Dear Accordion,
The weather is getting so warm. I thought about you, the other day while basking in the sun. I thought of you spending your life cramped in a locker, deep in the subterranean bowels of the music building, where daylight never enters.
I show up to practice unpredictably heaving you out of the locker, complaining of your excessive heaviness. But when I sit down and set you on my knees, your weight is solid and comforting. I stretch open your bellows like a lawn, and then we play, and I love the feeling of your vibration.
I wonder about your life before I met you... what other laps have you sat in? Whose fingers have danced on your buttons? Your previous owners were better than I am, weren’t they? I bet they played runs all day long and could improvise any kind of style. You probably miss playing music with them.
These imaginary geniuses make me jealous, so instead, I’ll pretend you belong to some mediocre musician who neglected you. Someone is responsible for your leak, after all, and that sticky D-button. Perhaps you were shut up in an attic for years upon years, sitting alone in silence, longing to be filled with music.
Now you have to endure my playing; I show up half asleep and play you like a zombie, using the bellows halfheartedly, and staring into space every thirty seconds. You are very patient with me — thank you for letting me drape my arms over you and rest my head. You make an excellent pillow.

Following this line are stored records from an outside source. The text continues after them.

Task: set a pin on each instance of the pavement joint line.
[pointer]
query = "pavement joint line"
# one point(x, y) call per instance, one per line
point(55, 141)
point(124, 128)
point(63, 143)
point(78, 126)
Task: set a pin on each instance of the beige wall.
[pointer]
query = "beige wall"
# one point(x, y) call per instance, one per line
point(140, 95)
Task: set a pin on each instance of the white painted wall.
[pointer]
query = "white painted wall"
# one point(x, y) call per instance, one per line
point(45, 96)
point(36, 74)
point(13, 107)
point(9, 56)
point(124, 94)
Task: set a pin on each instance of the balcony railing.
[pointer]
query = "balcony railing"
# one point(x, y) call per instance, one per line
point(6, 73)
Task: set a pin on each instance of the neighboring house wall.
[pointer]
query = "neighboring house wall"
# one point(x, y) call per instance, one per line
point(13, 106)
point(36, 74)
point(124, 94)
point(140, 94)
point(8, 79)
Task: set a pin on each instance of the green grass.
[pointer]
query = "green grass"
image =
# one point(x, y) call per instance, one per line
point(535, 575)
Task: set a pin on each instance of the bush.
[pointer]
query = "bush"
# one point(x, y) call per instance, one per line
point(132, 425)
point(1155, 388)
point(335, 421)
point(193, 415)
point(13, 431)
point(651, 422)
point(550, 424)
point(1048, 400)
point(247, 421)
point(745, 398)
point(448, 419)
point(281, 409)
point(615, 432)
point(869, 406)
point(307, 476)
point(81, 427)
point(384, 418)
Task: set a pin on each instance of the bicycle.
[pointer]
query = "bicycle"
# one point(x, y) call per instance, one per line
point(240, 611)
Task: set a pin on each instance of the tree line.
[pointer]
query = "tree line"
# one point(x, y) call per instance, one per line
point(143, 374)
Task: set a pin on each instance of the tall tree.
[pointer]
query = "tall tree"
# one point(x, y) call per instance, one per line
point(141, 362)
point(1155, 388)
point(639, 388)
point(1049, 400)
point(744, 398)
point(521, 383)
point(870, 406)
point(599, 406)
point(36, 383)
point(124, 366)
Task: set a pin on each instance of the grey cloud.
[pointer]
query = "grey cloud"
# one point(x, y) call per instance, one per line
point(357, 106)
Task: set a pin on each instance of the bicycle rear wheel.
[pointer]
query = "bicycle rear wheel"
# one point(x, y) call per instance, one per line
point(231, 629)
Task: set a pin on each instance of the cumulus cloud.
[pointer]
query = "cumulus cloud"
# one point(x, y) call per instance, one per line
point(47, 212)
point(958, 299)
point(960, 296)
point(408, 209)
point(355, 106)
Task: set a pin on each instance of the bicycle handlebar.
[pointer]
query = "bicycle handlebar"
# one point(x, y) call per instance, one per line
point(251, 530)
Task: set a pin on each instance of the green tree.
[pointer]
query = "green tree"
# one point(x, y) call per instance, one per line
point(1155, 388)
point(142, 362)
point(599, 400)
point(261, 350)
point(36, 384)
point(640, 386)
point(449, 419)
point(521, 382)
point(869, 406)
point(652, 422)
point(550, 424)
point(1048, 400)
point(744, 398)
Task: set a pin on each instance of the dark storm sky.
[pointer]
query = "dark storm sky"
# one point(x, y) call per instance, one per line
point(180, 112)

Even good days of practice are made up of mind-numbing finger exercises. You find them boring too, don’t you? But yes, you’re right, they are necessary. They make those moments possible… the moments when we’ve learned a song well enough that fingering and bellows come naturally, and we can just play.
We play like one person: you breath and sigh as I do, you share my emotion and then release it into music.
I’m not always comfortable with this form of expression. I prefer communicating with tidy, specific words that are easy for my mind to grasp. But when we play, you carry me out of my comfort zone and to a place that is not quite tangible, not quite understandable… and very beautiful.